Todas as minhas lembranças do Rio de Janeiro brilham de verde: admita-se a metáfora de mau gosto. Revejo em pensamento que, para além de qualquer coisa, o mais bonito é a vegetação opulenta, ostensiva, dominadora, e vem-me à mente a imagem de pobreza, aquela que, mesmo esquálida, também confere beleza e alegria às cidades dos nossos países. As árvores brotam do empedrado das ruas assim como na Itália os tufos de grama surgem dos velhos muros, obstinados em viver a qualquer custo, nas condições mais adversas para a vida; dos muros dos jardins despencam ramos floridos, cabeleiras esverdeadas, guirlandas e cascatinhas de folhagens e flores; por todos os lados abrem-se jardins cheios de todo tipo de samambaias, orquídeas, bromélias, bananeiras com folhas grandes, exuberantes e carregadas que parecem competir com o espaço e a luz e querer dominar as casas. A maioria das praças é palco de jardins deslumbrantes, onde as árvores gigantescas, com troncos estranhos e folhagens graciosas são tão densas, disformes e de aspecto tão diverso, com tons tão diferentes de verde que o olho se cansa até de vê-las pouco, e quase tem uma sensação de ofuscamento, como se estivesse diante de um espetáculo em constante mutação.
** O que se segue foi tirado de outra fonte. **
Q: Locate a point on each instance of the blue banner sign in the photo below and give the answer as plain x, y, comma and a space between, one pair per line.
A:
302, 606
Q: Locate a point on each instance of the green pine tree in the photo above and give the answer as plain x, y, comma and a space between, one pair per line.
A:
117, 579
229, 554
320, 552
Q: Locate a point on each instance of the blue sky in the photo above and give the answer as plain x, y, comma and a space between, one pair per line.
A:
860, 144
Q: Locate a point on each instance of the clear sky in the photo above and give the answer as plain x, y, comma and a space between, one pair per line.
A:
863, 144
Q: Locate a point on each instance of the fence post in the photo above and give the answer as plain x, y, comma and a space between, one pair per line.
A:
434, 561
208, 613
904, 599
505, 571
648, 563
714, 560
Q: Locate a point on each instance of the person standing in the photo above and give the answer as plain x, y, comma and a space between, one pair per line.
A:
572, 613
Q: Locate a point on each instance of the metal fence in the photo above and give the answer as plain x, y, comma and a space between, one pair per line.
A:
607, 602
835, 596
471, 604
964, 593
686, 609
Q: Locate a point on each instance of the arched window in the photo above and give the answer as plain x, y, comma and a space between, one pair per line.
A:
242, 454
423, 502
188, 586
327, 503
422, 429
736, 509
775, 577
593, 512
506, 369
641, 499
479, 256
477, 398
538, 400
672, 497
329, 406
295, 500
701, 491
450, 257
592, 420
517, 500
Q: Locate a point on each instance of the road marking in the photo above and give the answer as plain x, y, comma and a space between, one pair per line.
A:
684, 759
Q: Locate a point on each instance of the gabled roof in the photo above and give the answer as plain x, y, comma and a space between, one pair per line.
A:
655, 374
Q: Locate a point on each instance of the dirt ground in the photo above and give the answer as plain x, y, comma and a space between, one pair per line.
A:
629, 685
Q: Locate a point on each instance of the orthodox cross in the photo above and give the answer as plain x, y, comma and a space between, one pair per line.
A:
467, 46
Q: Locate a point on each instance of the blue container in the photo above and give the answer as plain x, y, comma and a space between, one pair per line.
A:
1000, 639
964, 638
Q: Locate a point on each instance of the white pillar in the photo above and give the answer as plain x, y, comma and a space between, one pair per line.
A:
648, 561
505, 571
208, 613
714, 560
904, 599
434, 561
Sim, sem dúvida, subi no topo do Corcovado, o glorioso morro corcunda que forma a cabeça de um Gigante deitado; do qual o não menos celebrado Pão de Açúcar representa os pés unidos, que despontam do mar. [...] Visitei o admirável Jardim Botânico, nas proximidades da Lagoa Rodrigo de Freitas, mas com exceção da grande alameda das Palmeiras gigantes, famosa na América tal como o pinheiral de Ravenna na Europa, e de um copo de cerveja que engoli quando senti uma sede enorme, não tenho mais nenhum rastro na memória.